S3 Historial Data
This example will deploy the service gateway, with Historial Databases (HDBs) that mount S3 buckets.
You will need:
- An existing cloud storage bucket
- An existing Kubernetes cluster or permission to create one
- local copy of sym file, and par.txt for the cloud storage buckets
- Kubernetes secrets for a Kx license and image pull secrets
- Kubernetes service account with S3 Read Access, named
kx-s3-read-access
.
Note
Image pull secrets and Kx license info variables are named kx-repo-access
and kx-license-info
respectively.
You may need to rename these references.
For reference on starting a new cluster, see:
Introducing fine-grained IAM roles for service accounts
Uploading your database to S3
Skip this section if you already have uploaded your database to S3.

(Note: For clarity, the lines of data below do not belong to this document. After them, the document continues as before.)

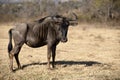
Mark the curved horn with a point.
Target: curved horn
(76, 18)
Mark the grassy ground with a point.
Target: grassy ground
(92, 53)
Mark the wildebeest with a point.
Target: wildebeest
(46, 31)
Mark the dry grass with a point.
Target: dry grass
(90, 54)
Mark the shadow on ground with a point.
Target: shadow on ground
(86, 63)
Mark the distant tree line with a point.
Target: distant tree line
(87, 10)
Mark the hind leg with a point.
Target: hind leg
(14, 53)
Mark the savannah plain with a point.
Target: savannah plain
(91, 53)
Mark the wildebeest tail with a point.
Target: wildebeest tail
(10, 46)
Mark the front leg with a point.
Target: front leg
(49, 56)
(53, 56)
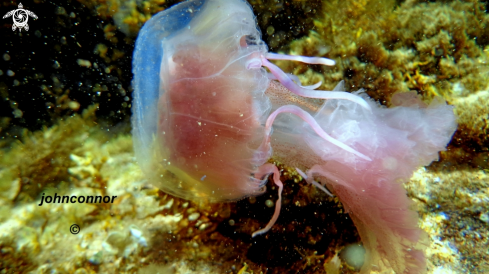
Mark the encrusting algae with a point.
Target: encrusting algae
(436, 49)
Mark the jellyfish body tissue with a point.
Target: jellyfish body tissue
(207, 116)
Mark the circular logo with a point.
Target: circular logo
(74, 229)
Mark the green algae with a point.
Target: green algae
(437, 49)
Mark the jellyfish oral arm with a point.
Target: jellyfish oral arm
(297, 80)
(287, 82)
(311, 121)
(303, 59)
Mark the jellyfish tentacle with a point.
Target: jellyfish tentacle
(313, 182)
(303, 59)
(265, 145)
(297, 80)
(285, 80)
(264, 170)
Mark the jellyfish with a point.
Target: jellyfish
(210, 110)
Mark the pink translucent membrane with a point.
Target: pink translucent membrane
(309, 180)
(264, 147)
(287, 82)
(303, 59)
(297, 80)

To upload a database to S3, use aws s3 cp
.
aws s3 cp "/path/to/file.txt" s3://kxinsights-marketplace-data/ --recursive
For reference, if you want to try out this example and you have no database in mind, a very simple database of n-rows per date can be created with:
// generate data for today + last few days
n:1000000;
d:asc .z.d - til 3;
{[d;n]sv[`;.Q.par[`:data/;d;`trade],`]set .Q.en[`:data/;([]sym:`$'n?.Q.A;time:("p"$d)+til n;price:n?100f;size:n?50f)];}[;n] each d;
Note the sym
file at the top of the database directory. You will need this file later. Do not confuse this with the sym column inside the trade table.
data
├── 2022.05.02
│ └── trade
│ ├── price
│ ├── size
│ ├── sym
│ └── time
├── 2022.05.03
│ └── trade
│ ├── price
│ ├── size
│ ├── sym
│ └── time
├── 2022.05.04
│ └── trade
│ ├── price
│ ├── size
│ ├── sym
│ └── time
└── sym
Creating a cluster
An example kubernetes configuration file is available here.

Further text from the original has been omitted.